RFG POV: The brokerage firm software failures were preventable but executives chose to assume the high risk exposure in pursuit of rapid revenue and profit gains. Use of code that has not been fully tested is not uncommon in the trading community, whereas it is quite rare in the retail banking environment. Thus, the problem is not software or the inability to validate the quality of the code. It is the management culture, governance and processes that are in place that allows software that is not fully tested to be placed into production. IT executives should recognize the impacts of moving non-vetted code to production and should pursue delivering a high quality of service. Even though the probability of failure may be small, if the risk is high (where you are betting the company or your job), it is time to take steps to reduce the exposure to acceptable levels. In the second case it is worth noting that with more than 94 percent of data in digital form commercial, government, and personal data are greatly exposed to hacking attacks by corporate, criminal, individual, or state players. These players are getting more sophisticated over time while businesses trail in their abilities to shore up exposures. Boards of Directors and executives will have to live with the constant risk of exposure but they can take steps to minimize risks to acceptable levels.
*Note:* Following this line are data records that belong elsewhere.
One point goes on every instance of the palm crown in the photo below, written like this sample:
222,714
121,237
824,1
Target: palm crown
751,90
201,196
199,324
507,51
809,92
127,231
Moreover, it is far easier to address the risk and security challenges in-house than it is in the cloud, where the cloud provider has control over the governance, procedures and technologies used to manage risks. IT executives are correct to be concerned about security in cloud computing solutions and it is highly likely that the full risk exposure cannot be known prior to adopting a vendor's solution. Nonetheless, Boards and executives need to vet these systems as best they can, as the risk fiduciary responsibility remains with the user organization and not the vendor.